Des indicateurs dans le rouge
Il faut dire que le secteur du transport routier de marchandises est à la peine. Tous les indicateurs sont au plus bas selon le dernier baromètre publié par la Fédération nationale des transports routiers (FNTR) : une activité en baisse constante depuis mi-2022, un emploi qui stagne malgré des besoins non-pourvus, des investissements très en-deçà de leur niveau moyen. « 63% des chefs d’entreprises sont insatisfaits au regard de la situation actuelle, 19% dans l’expectative, détaille Franck Cannata. Les défaillances d’entreprises ont augmenté de 30% en 2024, ce qui représente 1.939 transporteurs en moins. 70% des procédures collectives se terminent par une liquidation judiciaire. » Celles-ci ne se limitent plus aux entreprises de moins de 20 salariés, elles s’étendent aussi aux structures bien établies. « C’est nouveau et inquiétant. » En cause, notamment, une baisse de volume d’activité de 15% et, selon le Comité national routier, une inflation de 5,5% des coûts d’exploitation en 2024 sous l’effet combiné de la hausse des salaires, des coûts matériels et des péages.
Perspectives en grève
Quid de 2025 ? Si Franck Cannata se dit optimiste par nature, il admet toutefois « une situation extrêmement compliquée », que la grève perlée des ports maritimes français amorcée à l’automne 2023 aggrave. « Ces mouvements sociaux déstabilisent tous les écosystèmes proches des ports.
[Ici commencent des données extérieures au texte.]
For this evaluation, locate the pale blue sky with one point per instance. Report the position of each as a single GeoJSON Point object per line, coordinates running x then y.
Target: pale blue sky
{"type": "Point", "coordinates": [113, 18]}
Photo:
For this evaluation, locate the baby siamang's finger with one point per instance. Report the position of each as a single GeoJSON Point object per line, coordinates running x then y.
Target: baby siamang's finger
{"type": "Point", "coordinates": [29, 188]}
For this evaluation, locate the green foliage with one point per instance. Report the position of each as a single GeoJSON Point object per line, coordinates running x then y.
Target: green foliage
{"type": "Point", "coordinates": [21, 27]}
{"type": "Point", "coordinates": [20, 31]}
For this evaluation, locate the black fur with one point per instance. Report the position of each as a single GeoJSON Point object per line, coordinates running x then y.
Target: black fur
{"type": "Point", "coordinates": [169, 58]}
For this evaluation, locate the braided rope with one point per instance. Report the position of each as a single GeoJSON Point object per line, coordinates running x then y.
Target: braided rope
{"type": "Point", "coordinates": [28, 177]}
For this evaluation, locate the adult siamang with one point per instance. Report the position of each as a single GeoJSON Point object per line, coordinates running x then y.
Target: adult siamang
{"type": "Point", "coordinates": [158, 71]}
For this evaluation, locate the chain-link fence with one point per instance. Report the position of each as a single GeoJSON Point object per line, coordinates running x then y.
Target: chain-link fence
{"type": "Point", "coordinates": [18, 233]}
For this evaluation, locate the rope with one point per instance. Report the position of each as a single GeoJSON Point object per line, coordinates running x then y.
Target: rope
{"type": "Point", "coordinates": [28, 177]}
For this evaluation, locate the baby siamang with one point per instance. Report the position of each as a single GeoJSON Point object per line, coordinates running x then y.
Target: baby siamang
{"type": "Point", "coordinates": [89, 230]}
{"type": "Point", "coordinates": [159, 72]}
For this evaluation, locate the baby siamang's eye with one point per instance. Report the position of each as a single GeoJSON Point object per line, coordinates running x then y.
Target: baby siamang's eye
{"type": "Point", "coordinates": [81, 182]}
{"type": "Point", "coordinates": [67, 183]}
Toute la chaîne d’approvisionnement est touchée, ce qui se traduit pour les transporteurs par une augmentation des coûts en moyenne de 23%. » Par ailleurs, le président de l’UPR-CA souligne la désertion parfois irréversible des clients, échaudés par le manque de fiabilité des opérations portuaires. « La dernière fois que cela est arrivé, au début des années 2000, nous avons mis près de 15 ans à retrouver une stabilité économique. C’est une problématique majeure et a priori durable, car on ne voit pas poindre de signes d’amélioration. » Peut-être l’appel paru ce 7 mars des fédérations professionnelles maritimes et logistiques à la mise en place immédiate d’une cellule interministérielle de coordination sera-t-il entendu, et permettra d’atténuer une situation qui « met en péril le dynamisme économique français ».